Provenía de los países del bloque soviético, que justificaban así la
divergencia entre las políticas que estaban llevando a cabo y el ideal que
recogía la teoría marxista. El concepto fue fervorosamente adoptado en
Occidente por los teóricos antimarxistas que lo utilizaban con una connotación
clara: el socialismo real quiere decir que el socialismo en realidad supone
colas en los supermercados, violación de derechos humanos, purgas y ausencia de
pluralismo político. Muchas de esas críticas eran pertinentes y el concepto de
socialismo real contribuyó en buena parte al desmoronamiento teórico y material
del bloque soviético. Pero, ¿por qué nadie habla de capitalismo real cuando la
aplicación del capitalismo difiere tanto de su ideal como lo hacía el
socialismo del suyo?
Lo usual es pensar que la caída del bloque soviético culminó
hace décadas, pero en realidad se siguen produciendo consecuencias por ese
desmoronamiento. Por ejemplo, la pérdida de una lectura alternativa de la
realidad, ajena a la lectura que hace el neoliberalismo. Ese desmoronamiento
también es la causa de que ningún político o teórico influyente de la órbita
progresista se
haya tomado la molestia de adoptar y popularizar el concepto de
capitalismo real.
Sin ningún rubor
Y basta con mirar a nuestro alrededor para saber que en el
capitalismo real grandes corporaciones pactan los precios, en clara violación
de la supuestamente sacrosanta ley de la competencia; es un sistema en el que
se privatiza el beneficio económico pero se socializan las pérdidas de las
empresas y en el que los Estados rescatan con dinero público a los bancos,
empresas que no han sabido sobrevivir siguiendo las teóricamente sabias reglas
del mercado.
Para los adeptos al neoliberalismo, las reglas del mercado
son sagradas pero sólo cuando su aplicación no pone en peligro elementos
sistémicos del engranaje capitalista. Si el propio sistema amenaza con
colapsarse, entonces los ultraliberales más fervientes no tendrán ningún rubor
en introducir medidas correctivas, a saber: que el enemigo Estado pague. Ojo,
para los neoliberales el sistema no colapsa por arrojar gente a la pobreza o a
la explotación. En ese caso no hay que intervenir, hay que dejar que el mercado
se autorregule. Sólo hay que intervenir cuando las disfunciones del capitalismo
real pongan en peligro la inercia de privilegios de la minoría dominante, ese
ya po-pular 1%.
En el capitalismo ideal la propiedad privada es inviolable.

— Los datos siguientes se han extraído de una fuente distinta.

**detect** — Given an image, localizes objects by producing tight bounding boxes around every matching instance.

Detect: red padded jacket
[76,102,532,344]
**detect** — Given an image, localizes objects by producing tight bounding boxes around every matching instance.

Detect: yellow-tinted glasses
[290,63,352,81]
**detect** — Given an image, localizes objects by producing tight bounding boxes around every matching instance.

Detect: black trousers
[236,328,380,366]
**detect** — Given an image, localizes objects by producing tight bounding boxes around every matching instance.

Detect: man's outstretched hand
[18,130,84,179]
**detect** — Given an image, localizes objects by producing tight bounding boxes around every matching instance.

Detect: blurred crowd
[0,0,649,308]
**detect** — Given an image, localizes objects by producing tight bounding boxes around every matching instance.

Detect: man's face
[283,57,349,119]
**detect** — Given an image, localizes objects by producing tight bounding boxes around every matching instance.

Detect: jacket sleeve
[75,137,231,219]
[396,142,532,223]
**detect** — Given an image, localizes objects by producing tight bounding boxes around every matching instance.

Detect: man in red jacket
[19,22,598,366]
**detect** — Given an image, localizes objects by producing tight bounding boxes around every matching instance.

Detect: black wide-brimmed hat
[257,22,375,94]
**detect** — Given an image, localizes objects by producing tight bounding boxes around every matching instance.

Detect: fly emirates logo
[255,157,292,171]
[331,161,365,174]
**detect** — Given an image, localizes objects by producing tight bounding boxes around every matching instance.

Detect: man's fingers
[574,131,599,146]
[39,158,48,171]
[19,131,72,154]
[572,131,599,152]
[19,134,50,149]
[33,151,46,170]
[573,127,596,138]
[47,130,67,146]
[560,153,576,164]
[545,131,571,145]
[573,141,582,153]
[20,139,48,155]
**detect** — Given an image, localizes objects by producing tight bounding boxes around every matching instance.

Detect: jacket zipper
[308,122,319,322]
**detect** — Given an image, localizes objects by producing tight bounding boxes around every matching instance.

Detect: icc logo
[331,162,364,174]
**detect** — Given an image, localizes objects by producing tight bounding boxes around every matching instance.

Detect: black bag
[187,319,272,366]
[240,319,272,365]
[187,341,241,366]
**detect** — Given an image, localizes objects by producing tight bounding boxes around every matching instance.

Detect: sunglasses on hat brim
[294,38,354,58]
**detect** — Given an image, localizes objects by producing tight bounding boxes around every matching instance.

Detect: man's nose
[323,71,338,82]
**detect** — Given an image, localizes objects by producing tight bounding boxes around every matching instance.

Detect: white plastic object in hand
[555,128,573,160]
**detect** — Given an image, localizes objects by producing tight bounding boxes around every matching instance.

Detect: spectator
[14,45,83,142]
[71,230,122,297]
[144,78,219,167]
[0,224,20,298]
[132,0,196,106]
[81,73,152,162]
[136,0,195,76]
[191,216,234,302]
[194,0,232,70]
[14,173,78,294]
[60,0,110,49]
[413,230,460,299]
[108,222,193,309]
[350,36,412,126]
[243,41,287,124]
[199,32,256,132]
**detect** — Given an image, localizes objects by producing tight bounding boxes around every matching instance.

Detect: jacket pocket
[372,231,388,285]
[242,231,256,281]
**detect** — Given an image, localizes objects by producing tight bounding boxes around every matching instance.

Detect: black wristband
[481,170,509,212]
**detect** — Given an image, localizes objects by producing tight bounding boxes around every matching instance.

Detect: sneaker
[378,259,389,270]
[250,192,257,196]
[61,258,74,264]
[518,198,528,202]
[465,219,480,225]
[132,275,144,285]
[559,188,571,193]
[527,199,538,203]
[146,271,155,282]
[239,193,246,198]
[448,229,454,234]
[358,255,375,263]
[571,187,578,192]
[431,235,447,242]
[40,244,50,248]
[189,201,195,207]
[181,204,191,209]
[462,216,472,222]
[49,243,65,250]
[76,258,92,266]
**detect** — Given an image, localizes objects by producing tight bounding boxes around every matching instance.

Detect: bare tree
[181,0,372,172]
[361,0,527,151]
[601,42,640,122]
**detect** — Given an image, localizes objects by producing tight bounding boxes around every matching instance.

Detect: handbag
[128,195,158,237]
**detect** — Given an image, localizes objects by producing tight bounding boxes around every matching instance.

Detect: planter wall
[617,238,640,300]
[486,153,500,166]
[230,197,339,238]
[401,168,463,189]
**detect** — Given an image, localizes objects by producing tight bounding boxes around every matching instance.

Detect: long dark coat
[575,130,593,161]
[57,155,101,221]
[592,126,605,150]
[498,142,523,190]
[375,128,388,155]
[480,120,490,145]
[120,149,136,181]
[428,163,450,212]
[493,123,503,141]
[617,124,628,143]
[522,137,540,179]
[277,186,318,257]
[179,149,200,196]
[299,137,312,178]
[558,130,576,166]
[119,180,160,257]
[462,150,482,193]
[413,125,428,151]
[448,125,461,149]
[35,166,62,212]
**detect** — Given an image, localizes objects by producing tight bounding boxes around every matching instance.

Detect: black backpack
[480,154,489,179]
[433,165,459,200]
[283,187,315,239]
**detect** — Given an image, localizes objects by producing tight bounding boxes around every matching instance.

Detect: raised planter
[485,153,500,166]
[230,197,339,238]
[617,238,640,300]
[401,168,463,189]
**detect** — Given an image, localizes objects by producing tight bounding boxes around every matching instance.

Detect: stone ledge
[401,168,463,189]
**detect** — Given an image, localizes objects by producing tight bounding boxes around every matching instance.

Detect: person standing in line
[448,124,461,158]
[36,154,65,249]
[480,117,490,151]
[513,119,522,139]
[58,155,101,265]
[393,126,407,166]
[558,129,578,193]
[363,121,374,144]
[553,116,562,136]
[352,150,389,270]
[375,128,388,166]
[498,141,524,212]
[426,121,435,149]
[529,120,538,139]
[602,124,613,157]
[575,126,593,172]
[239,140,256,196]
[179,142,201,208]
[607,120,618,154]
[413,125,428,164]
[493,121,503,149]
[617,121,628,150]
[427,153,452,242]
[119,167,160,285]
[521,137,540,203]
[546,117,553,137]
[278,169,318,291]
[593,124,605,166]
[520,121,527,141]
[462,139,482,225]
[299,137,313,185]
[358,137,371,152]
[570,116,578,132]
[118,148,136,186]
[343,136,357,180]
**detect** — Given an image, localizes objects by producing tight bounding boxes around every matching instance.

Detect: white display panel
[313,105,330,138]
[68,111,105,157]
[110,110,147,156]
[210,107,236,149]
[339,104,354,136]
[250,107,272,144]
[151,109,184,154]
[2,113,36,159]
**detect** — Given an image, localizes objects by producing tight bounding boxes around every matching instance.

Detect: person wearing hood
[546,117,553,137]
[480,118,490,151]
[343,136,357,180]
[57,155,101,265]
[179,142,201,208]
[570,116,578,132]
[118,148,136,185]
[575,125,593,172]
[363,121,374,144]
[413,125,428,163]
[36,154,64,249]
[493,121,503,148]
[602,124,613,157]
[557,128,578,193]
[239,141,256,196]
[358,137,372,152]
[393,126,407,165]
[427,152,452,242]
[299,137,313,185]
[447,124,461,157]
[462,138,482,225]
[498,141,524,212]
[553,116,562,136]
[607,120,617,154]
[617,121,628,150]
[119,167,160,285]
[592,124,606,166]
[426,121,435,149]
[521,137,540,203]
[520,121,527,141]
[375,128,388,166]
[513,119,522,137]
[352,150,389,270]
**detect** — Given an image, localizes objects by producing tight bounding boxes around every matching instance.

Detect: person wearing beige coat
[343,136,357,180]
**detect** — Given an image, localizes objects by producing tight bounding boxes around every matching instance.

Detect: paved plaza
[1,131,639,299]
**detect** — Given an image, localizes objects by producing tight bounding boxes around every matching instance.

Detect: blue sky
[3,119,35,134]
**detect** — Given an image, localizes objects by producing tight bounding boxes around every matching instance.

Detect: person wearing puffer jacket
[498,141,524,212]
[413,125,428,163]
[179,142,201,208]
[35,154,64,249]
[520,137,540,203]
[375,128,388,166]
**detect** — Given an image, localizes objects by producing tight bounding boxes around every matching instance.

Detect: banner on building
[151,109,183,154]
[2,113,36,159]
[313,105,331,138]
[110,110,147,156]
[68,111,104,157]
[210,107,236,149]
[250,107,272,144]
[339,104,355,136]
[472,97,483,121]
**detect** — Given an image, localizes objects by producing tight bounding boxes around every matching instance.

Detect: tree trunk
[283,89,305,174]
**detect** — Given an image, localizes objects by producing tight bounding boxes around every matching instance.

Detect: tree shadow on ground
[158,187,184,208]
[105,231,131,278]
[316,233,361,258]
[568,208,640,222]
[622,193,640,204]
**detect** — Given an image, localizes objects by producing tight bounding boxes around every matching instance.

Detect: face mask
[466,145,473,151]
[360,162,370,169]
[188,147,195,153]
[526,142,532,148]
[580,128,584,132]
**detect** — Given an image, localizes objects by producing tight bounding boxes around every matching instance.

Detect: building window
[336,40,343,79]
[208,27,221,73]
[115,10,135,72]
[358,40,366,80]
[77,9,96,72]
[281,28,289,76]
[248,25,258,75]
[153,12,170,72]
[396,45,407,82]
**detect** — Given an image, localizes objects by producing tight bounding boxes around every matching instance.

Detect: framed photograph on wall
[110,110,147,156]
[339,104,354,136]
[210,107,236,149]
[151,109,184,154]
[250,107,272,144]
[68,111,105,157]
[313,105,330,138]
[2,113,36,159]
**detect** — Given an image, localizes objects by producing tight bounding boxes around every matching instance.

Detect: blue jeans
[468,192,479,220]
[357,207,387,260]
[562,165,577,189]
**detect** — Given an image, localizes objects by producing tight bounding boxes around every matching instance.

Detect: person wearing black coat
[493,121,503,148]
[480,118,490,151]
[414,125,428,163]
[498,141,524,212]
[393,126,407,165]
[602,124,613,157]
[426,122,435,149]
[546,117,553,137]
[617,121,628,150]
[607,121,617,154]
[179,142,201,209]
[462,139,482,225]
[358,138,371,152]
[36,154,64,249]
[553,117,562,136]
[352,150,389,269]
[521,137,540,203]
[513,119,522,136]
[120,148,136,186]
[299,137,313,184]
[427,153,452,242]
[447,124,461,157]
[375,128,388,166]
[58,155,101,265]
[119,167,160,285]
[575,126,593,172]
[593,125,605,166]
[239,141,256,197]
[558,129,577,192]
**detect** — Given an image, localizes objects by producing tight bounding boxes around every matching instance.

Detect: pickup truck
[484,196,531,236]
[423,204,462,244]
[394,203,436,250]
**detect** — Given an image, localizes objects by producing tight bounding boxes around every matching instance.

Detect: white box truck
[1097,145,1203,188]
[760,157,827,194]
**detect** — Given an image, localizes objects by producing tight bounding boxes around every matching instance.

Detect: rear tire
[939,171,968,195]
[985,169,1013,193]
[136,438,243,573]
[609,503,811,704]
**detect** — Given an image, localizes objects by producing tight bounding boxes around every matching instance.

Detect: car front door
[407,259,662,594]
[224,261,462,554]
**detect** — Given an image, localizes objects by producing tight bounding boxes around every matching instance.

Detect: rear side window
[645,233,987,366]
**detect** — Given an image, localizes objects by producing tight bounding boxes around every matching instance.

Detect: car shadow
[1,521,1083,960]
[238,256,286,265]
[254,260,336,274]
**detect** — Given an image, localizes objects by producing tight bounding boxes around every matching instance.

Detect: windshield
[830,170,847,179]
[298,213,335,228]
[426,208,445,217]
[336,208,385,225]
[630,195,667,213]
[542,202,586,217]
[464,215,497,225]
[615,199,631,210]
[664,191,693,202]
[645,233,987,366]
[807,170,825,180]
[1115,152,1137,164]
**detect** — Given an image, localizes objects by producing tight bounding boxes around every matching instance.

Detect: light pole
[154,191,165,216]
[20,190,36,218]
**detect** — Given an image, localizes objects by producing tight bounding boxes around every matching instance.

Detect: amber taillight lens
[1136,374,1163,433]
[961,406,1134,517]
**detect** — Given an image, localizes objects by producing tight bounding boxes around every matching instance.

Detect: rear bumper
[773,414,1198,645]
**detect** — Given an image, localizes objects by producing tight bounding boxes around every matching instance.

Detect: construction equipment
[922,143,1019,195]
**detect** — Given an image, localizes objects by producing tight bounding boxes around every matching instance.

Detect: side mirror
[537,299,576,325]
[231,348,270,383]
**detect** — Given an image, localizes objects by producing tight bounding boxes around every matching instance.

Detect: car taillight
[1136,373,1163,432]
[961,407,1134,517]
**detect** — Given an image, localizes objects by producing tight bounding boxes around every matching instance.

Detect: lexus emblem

En el capitalismo real no. Ahí están las expropiaciones arbitrarias, a bajísimo
precio, por ejemplo, o la nacionalización de empresas, alabada y consentida
cuando busca salvar las disfunciones que el propio capitalismo genera, pero
denostada cuando se practica en otros países en aras del interés colectivo.
Ni siquiera en lo individual los ultraliberales acatan su
propia doctrina: es llamativo el hecho de que en España la gran mayoría de los
dirigentes que defienden la ley de la selva y la reducción del Estado a su
mínima expresión a menudo forman parte del cuerpo de funcionarios de ese Estado
que pretenden desmantelar. En el capitalismo real las colas en los
supermercados han sido sustituidas por las colas para conseguir el último
modelo de Apple fabricado en condiciones de semiesclavitud, los precios no
bajan cuando se liberaliza un sector y la ley de la oferta y la demanda es tan
fantasiosa como Caperucita roja.
Además, hace décadas que quedó demostrado que la libertad de
mercado por sí misma no supone ni libertades individuales ni más democracia:
baste el ejemplo de China, ese modelo que más de algún neocon occidental le
gustaría ver definitivamente trasladado a Europa.
Pero el rostro del capitalismo real es mucho más sombrío.
Bajo la dictadura semántica de herramientas econométricas como el PIB, que
limita el concepto de crecimiento a magnitudes macroeconómicas que enmascaran
la cada vez más desigual distribución de la riqueza, la precarización creciente
de las condiciones de trabajo o el insostenible deterioro del medio ambiente y
el agotamiento de los recursos, el modelo de producción y consumo im-puesto
suponen la muerte directa de miles de seres humanos al día y la pervivencia de
regímenes totalitarios cuya estabilidad garantiza la ilusión de democracia que
viven las sociedades occidentales.
Si el socialismo real mereció sucumbir, también lo merece el
capitalismo real, pero nadie influyente parece interesado en hablar de
capitalismo real, porque ese 1% de ultramillonarios y sus voceros son los
dueños del relato imperante que se emplea para describir el mundo. Ya lo decía
Humpty Dumpty en Alicia a través del espejo, en lo que respecta al significado
de las palabras, la cuestión es quién manda.